ANNO 14 n° 121
“Cerase viscioli e cerasoli marini”
C’era una volta a Civita, rubrica a cura di Alessandro Soli
23/06/2023 - 19:26

di Alessandro Soli

CIVITA CASTELLANA - Scritto di stagione, quando le stagioni erano normali ed i frutti erano questi.

 

 

Come eravamo

CERASE, VISCIOLI E CERASOLI MARINI

 

Il periodo è sempre questo, primavera inoltrata. Ci lasciamo alle spalle, aranci, mandarini e gli altri frutti invernali ed ecco che insieme alle fave dell’orto (i scafi), arrivano le ciliegie, o meglio per dirla in gergo “é cerase”. Ormai la cosiddetta globalizzazione fa si che queste “primizie” non possono più considerarsi tali, perché le importazioni, anche da paesi lontanissimi, grazie ai velocissimi mezzi di trasporto, e alla capillare distribuzione, le fanno arrivare direttamente sulla nostra tavola. Tutte perfette, lucide, taglio unico, bellissime a vedersi, perché il mercato vuole così, col prezzo che penalizza però, come sempre, i meno abbienti. E allora come non ricordare le scorpacciate che si facevano delle “cerase”, quando arrampicati sull’albero cercavamo di raccoglierne il più possibile, strappandole dai rami, sbilanciandoci, in continuo rischio cadute.

Personalmente ricordo quelle che raccoglievo nel giardino (‘o scuperto) dietro alla trattoria di nonno Giano qui a Civita Castellana, in via della Repubblica. Potevo ritenermi fortunato, perché ce l’avevo in casa, e non facevo fatica per averle, mentre gli altri bambini del quartiere, rischiavano di tutto di più, perché dovevano andare nei campi (degli altri) a “trafugarle” , sempre pronti alla fuga, inseguiti dall’imbestialito proprietario armato di bastone. Eppure se devo essere sincero, a volte li ho invidiati, perché sapevo di perdermi il gusto e il sapore dell’avventura.

Parenti stretti delle cerase, sono i “viscioli” con il loro sapore acre, sublimi ed unici quando diventano confetture e marmellate per la famosissima crostata (‘a crostata co’ ‘a marmellata de’ visciole). Purtroppo questo è un frutto in via di estinzione, le sue piante, una volta presenti in ogni vigna tra un filare di vite e un albero di “melluzzole” (piccole mele verdi acerbe), oggi si vedono raramente, oggi non fanno più mercato, e nello stesso tempo privano coloro che non le conoscono di sapori antichi e genuini.

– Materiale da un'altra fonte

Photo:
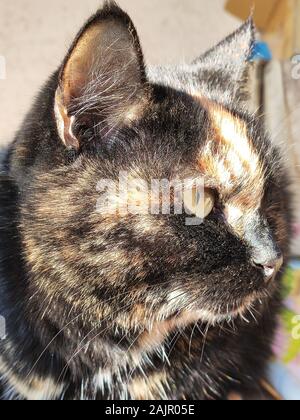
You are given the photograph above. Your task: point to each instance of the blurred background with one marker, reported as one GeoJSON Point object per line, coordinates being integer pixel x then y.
{"type": "Point", "coordinates": [35, 36]}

Ancora più rari, forse scomparsi, sono “i cerasoli marini”, ciliegie selvatiche che crescevano ai lati dei fossi, in genere tra gole profonde, meno nobili delle cerase o delle visciole, ma tanto ambiti da noi piccoli “guerrieri”. Non avevano un gran sapore, ma nel nostro immaginario rappresentavano il nutrimento che la natura incontaminata delle forre civitoniche, ci offriva. Già, la natura incontaminata, quella che ci consentiva di bere, prendendola tra le mani, l’acque corrente “d’o fosso”. 

Voglio ritornare un attimo alle cerase; forse ancor oggi è rimasta un’immagine, o meglio un rito, che si perpetua nel tempo e che vorrei tanto ripetere con i miei nipotini (che sicuramente conoscono, per fortuna), cioè quello di appendere agli orecchi una coppia di ciliegie, quasi fossero gioielli pendenti, simbolo antico di una natura eterna. E se vengono dall’oriente o dal Sudamerica, non fa niente, perché l’emozione che si prova è sempre la stessa!